Music is a very personal experience and what you get is a bunch of people gathering to experience it live. Very seldom do you get fandoms of separate artists who have a combative relationship.
Sports are communal. The teams are named after cities, states, regions, or school districts; and they typically have nicknames that represent the people or the area in some way. They are seen an extension of the community or region, not merely entertainment but something a step above.
You assume everyone cares about sports. I have a number of friends and cousins that are musically inclined and don't give a rats ass about sports, but feel very connected to certain musical artists/groups and defend them with a rabid fervor.
My cousin almost lost his shit when I said Hendrix was a better gutiarist than Stevie Ray Vaughn.
It's about people's passions and some feel connected to teams/artists/actors etc and others like myself just care about the entertainment value.
You have a favorite team, ergo you identify with them on some level.
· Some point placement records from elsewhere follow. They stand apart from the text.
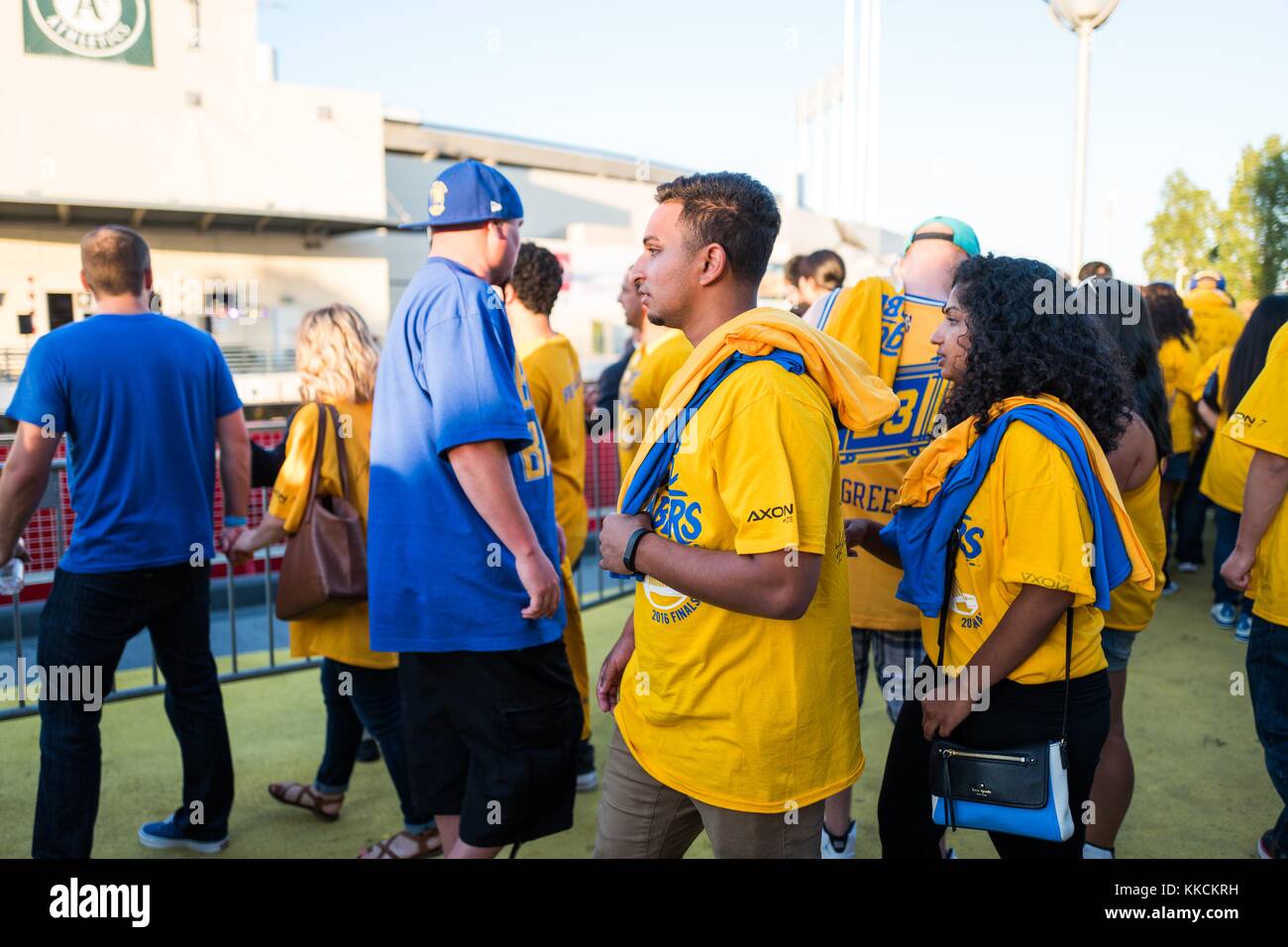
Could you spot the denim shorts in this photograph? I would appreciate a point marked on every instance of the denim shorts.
(1117, 646)
(1177, 468)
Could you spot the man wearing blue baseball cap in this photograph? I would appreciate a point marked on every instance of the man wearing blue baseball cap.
(890, 330)
(463, 547)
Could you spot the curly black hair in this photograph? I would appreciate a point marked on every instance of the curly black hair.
(1168, 313)
(537, 278)
(1025, 339)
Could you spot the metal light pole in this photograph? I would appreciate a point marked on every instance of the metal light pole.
(1082, 17)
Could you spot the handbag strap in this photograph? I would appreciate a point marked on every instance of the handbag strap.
(318, 450)
(342, 457)
(949, 567)
(327, 418)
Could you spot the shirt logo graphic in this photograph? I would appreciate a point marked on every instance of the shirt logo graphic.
(970, 541)
(919, 389)
(675, 517)
(784, 512)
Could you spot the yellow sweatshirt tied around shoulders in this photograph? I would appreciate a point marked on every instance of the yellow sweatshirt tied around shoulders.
(936, 459)
(861, 398)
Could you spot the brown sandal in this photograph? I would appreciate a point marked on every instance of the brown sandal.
(305, 797)
(428, 845)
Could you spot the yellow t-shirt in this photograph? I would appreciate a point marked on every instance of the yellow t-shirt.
(1131, 605)
(738, 711)
(1227, 467)
(1216, 322)
(1180, 365)
(640, 390)
(554, 380)
(875, 462)
(343, 634)
(1260, 423)
(1028, 525)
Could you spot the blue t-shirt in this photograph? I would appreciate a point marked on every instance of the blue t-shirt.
(438, 578)
(137, 397)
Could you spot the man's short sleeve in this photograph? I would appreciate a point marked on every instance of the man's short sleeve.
(1261, 419)
(226, 392)
(291, 487)
(472, 380)
(42, 393)
(774, 464)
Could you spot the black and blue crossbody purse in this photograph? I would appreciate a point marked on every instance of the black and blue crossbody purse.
(1020, 789)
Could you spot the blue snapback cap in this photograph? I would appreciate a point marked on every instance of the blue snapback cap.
(469, 192)
(962, 234)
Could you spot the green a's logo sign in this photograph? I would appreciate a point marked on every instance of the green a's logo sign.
(111, 30)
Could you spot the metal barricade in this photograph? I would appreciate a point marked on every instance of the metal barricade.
(47, 538)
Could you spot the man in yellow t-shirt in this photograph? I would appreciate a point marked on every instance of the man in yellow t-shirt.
(1216, 322)
(1260, 421)
(658, 355)
(875, 320)
(732, 684)
(554, 382)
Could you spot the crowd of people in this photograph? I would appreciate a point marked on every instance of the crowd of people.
(974, 474)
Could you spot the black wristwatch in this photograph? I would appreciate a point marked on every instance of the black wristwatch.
(631, 545)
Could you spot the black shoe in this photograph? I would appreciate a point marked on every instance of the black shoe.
(1266, 847)
(369, 751)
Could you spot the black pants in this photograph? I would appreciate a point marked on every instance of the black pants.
(85, 624)
(369, 698)
(1017, 714)
(492, 737)
(1190, 509)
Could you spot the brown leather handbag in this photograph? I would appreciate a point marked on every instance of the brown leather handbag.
(325, 566)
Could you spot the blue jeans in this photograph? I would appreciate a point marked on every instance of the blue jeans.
(1227, 535)
(1267, 684)
(86, 622)
(369, 698)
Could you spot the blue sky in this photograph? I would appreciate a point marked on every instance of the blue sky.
(977, 106)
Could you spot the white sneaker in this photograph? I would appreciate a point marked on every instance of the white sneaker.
(828, 849)
(1224, 615)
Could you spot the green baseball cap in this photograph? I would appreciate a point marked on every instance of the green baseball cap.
(962, 234)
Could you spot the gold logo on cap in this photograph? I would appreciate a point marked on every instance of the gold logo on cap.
(437, 198)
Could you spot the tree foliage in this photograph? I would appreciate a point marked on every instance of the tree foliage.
(1247, 240)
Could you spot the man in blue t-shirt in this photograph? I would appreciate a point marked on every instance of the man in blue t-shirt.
(142, 399)
(463, 543)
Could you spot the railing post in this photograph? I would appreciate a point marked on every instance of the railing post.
(17, 652)
(268, 603)
(232, 612)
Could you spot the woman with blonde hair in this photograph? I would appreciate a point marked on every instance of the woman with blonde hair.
(336, 359)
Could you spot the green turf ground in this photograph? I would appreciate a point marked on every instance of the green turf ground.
(1202, 789)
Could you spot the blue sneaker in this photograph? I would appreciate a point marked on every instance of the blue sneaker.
(1224, 615)
(828, 849)
(168, 835)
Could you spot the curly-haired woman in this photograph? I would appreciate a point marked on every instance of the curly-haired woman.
(1020, 496)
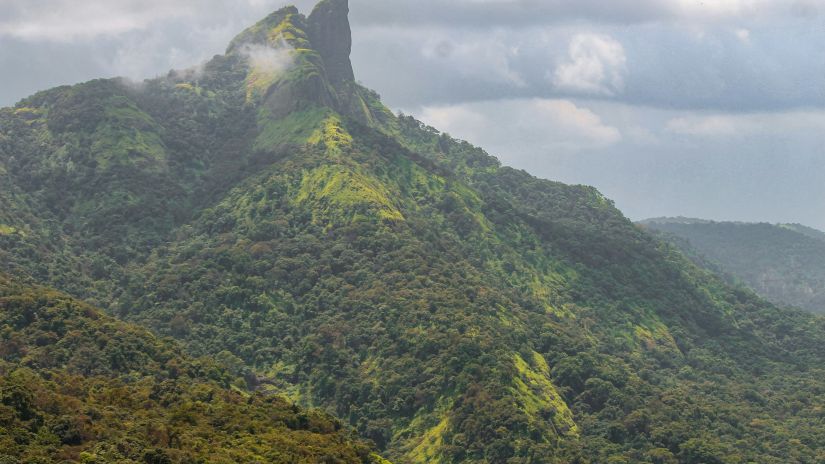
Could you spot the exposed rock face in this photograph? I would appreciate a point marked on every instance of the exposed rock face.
(330, 34)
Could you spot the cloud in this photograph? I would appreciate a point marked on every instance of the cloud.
(485, 57)
(518, 13)
(267, 59)
(795, 124)
(743, 35)
(596, 65)
(78, 20)
(524, 127)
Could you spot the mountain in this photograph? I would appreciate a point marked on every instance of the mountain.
(79, 386)
(784, 263)
(267, 209)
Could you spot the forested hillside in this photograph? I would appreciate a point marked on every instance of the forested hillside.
(268, 211)
(79, 386)
(783, 263)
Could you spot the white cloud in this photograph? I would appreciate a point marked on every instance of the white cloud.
(73, 20)
(540, 127)
(269, 60)
(486, 58)
(784, 124)
(596, 65)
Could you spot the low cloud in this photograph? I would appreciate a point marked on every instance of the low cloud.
(268, 59)
(772, 125)
(595, 65)
(519, 127)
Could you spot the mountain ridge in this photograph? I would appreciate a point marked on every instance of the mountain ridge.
(446, 307)
(784, 263)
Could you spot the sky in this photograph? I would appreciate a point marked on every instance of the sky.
(701, 108)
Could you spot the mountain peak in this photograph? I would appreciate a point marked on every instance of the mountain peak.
(330, 34)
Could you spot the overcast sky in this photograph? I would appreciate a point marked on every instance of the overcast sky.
(706, 108)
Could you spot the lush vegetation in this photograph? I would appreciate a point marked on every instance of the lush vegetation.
(447, 308)
(79, 386)
(784, 263)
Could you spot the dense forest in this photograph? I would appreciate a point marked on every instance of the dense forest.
(304, 245)
(783, 263)
(79, 386)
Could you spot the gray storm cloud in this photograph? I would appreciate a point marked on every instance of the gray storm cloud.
(666, 105)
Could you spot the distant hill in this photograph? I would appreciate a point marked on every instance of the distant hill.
(784, 263)
(271, 214)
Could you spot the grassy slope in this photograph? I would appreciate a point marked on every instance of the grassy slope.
(78, 386)
(785, 264)
(450, 309)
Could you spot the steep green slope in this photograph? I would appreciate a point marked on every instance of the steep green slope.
(783, 263)
(78, 386)
(268, 209)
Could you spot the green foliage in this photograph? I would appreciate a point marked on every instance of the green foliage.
(447, 308)
(78, 386)
(783, 263)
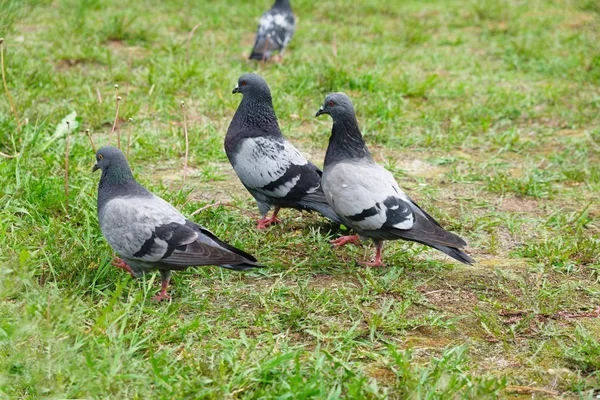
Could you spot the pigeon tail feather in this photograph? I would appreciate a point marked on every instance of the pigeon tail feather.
(455, 253)
(241, 267)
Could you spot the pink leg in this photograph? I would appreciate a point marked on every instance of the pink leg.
(339, 242)
(377, 262)
(264, 222)
(162, 295)
(119, 263)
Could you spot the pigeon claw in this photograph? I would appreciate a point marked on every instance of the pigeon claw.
(339, 242)
(162, 295)
(263, 223)
(119, 263)
(376, 263)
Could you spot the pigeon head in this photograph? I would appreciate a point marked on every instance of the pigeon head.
(346, 141)
(338, 105)
(114, 166)
(109, 156)
(252, 85)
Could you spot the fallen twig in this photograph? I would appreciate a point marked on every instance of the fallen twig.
(89, 135)
(118, 100)
(265, 49)
(187, 47)
(334, 45)
(8, 95)
(129, 136)
(186, 141)
(530, 389)
(67, 166)
(251, 214)
(7, 155)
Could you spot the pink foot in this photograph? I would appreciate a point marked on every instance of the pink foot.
(339, 242)
(376, 263)
(162, 295)
(119, 263)
(263, 223)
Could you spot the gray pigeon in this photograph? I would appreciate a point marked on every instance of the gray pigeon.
(149, 233)
(269, 166)
(275, 30)
(366, 195)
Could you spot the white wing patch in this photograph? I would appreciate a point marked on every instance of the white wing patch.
(359, 190)
(283, 189)
(260, 161)
(127, 222)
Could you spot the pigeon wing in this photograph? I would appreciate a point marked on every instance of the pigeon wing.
(275, 26)
(367, 197)
(207, 250)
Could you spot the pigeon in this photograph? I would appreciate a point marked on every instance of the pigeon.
(149, 233)
(275, 30)
(367, 197)
(270, 167)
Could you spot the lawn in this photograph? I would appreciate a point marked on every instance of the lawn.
(487, 113)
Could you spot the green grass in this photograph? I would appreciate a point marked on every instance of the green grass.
(487, 114)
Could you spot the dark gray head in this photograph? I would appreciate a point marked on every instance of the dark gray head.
(252, 85)
(282, 4)
(109, 156)
(255, 115)
(338, 105)
(117, 179)
(346, 141)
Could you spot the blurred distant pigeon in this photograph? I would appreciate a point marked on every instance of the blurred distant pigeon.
(269, 166)
(366, 195)
(275, 30)
(149, 233)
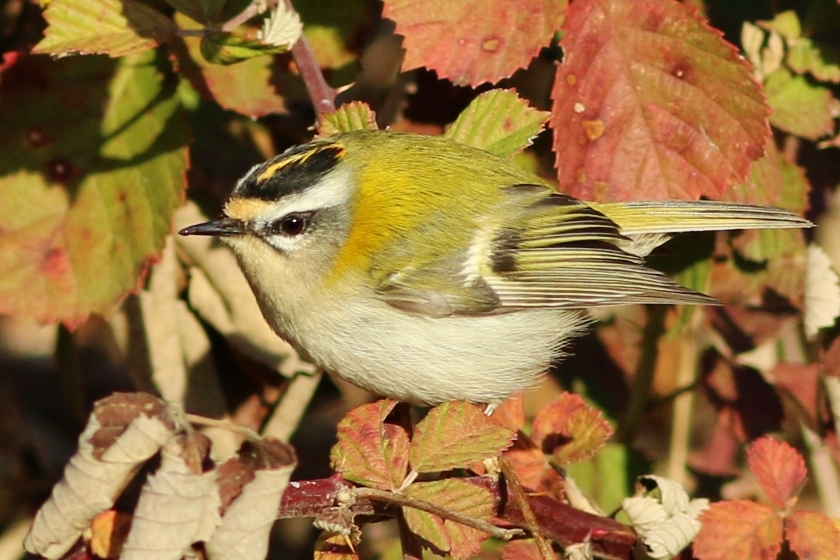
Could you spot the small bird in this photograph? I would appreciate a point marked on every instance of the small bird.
(428, 271)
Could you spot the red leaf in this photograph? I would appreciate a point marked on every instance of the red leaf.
(474, 41)
(650, 102)
(570, 429)
(813, 535)
(780, 470)
(455, 435)
(739, 529)
(369, 450)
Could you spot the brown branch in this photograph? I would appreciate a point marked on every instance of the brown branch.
(557, 521)
(402, 500)
(320, 92)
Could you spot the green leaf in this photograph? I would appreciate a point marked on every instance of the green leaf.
(229, 48)
(456, 435)
(255, 87)
(112, 27)
(785, 24)
(499, 122)
(355, 115)
(819, 59)
(370, 451)
(456, 496)
(199, 10)
(799, 107)
(651, 103)
(93, 168)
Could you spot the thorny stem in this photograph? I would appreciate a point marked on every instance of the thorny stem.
(518, 493)
(403, 500)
You chose them over all of the other possible teams. Taking what you say at face value, you're obviously less invested than most people and that's fine, but it's certainly no more normal or rational than someone who feels more invested in the fortunes of said team. It's just a choice that you made.
I don't understand what you mean by, "I was always me". You understand that you don't lose your individuality when you identify with a group, right? If you were to say "we're getting coffee", with the "we're" referring to a group of friends, you're still an individual as well. Any association that humans form exists on a spectrum. There probably are football fans who feel as if they're actually part of the team and have an unhealthy emotional dependency (something like Big Fan). There are also football fans who just want to see the sport be played well and don't really care about the outcome. Then there's you and me and everyone else that falls somewhere between those two extremes. No one degree between said extremes is inherently the right one so this whole discussion is really peculiar to me.
I think that if you (in the general sense, not you specifically) genuinely care about something as insignificant as someone's pronoun usage, you're pitiable.
I'm just me, nothing more. I don't take accomplishments others have and pretend I'm part of it. If I love a movie by a director I like or a song from my favorite group, I'm not going to refer to it as "our movie" or "our song"... I had nothing to do with it, I was simply entertained by the art and supported the artist by paying for the movie/CD. That's my part in it, nothing more.
With the Pens or Steelers, I don't identify with them or place my self-esteem in how they do. I want them to win, but it's not life or death for me.
I'm passionate about hockey and love talking about it, well beyond the Pens. I'm just not connected to the Pens on a personal level where I feel like a part of the team.
It's just how I'm wired and always was.
I just want the Pens/Steelers/Social D etc to entertain me, nothing more. I don't care about meeting any of them or their personal lives. I don't feel a connection to people I don't know. Just because I see them on TV doesn't mean we have a real connection beyond them being entertainers.
And once again, I don't care about other people's business and if they want to pretend to be a part of a team they don't play for. My point was for the third time, it's just funny how so many people conveniently switch their pronouns based on how well their team is doing, from "we" to "they".